FIG. 1C is a cross-sectional view of the aluminum metal layer 6 formed on the entire structure.

As described above, according to the present invention, it is possible to prevent the increase of contact resistance due to excessive oxygen filling by forming a TiN _x O _y layer by using an N ₂ O plasma, and to prevent the bonding failure caused by the mutual diffusion of aluminum and silicon.
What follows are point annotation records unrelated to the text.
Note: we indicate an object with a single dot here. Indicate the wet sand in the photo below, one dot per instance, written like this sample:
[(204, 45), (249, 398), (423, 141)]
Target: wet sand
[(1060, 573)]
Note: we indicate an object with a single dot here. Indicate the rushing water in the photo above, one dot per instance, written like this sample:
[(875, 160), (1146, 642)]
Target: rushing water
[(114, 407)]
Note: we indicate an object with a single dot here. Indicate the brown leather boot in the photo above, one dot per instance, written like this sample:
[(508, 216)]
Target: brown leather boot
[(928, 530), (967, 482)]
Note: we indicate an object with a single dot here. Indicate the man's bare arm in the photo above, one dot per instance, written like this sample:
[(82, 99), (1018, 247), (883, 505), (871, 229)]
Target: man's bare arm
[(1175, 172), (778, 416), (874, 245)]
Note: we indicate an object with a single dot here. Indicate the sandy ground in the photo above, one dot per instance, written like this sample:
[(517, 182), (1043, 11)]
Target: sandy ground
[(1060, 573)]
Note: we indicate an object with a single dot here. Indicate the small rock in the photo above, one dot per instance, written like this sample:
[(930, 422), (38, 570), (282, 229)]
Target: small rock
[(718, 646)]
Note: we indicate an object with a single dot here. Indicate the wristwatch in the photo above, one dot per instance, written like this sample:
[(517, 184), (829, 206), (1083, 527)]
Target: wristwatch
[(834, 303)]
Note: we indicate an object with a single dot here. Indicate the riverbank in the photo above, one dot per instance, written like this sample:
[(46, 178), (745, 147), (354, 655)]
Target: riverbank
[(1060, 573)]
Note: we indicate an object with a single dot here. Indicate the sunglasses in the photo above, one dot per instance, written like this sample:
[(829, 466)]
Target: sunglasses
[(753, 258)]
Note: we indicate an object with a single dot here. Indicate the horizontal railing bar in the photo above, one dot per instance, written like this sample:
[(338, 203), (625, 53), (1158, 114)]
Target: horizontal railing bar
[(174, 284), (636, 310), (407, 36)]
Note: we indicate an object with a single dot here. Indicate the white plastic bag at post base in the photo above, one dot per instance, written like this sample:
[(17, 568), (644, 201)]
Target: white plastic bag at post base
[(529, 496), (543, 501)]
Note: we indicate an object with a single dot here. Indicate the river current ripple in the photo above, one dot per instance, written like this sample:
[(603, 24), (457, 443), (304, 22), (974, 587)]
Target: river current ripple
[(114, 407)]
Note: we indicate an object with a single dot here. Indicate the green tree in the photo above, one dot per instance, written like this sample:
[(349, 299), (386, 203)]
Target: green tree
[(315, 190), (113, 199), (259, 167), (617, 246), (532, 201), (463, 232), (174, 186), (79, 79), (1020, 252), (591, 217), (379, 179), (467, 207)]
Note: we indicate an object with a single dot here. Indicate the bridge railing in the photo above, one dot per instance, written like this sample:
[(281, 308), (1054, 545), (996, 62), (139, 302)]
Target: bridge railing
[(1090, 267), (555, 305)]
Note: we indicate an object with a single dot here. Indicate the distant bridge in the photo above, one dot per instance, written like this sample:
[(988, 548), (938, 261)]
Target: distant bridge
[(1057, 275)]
In this way, the reliability of the metal wiring can be improved, and productivity can be increased by omitting a subsequent heat treatment step using a reactor or RTP equipment.

Claims (6)

Etching a selected region of the insulating film formed on the silicon substrate to form a contact hole exposing a junction region formed on the silicon substrate, and sequentially depositing a Ti film and a TiN film over the entire structure including the contact hole And forming a TiN _x O _y layer by using an N ₂ O plasma on the entire structure, and then forming an aluminum metal layer. The method of claim 1, wherein the TiN _x O _y layer is formed by applying RF power of 1 to 1.5 kW. The method of claim 1, wherein the TiN _x O _y layer is formed by applying a high frequency of 13.56 MHz through RF power of 300 W to 1 kW. 2. The method of claim 1, wherein the TiN _x O _y layer is formed by applying a low frequency of 300 to 400 kHz through an RF power of 300 W to 800 W. 3. The method of claim 2, wherein the ratio of the low frequency to the total RF power is 50% or more. The method of claim 1, wherein the TiN _x O _y layer is 100 to 450 The metal diffusion barrier layer forming method of a semiconductor device, characterized in that formed at a temperature of.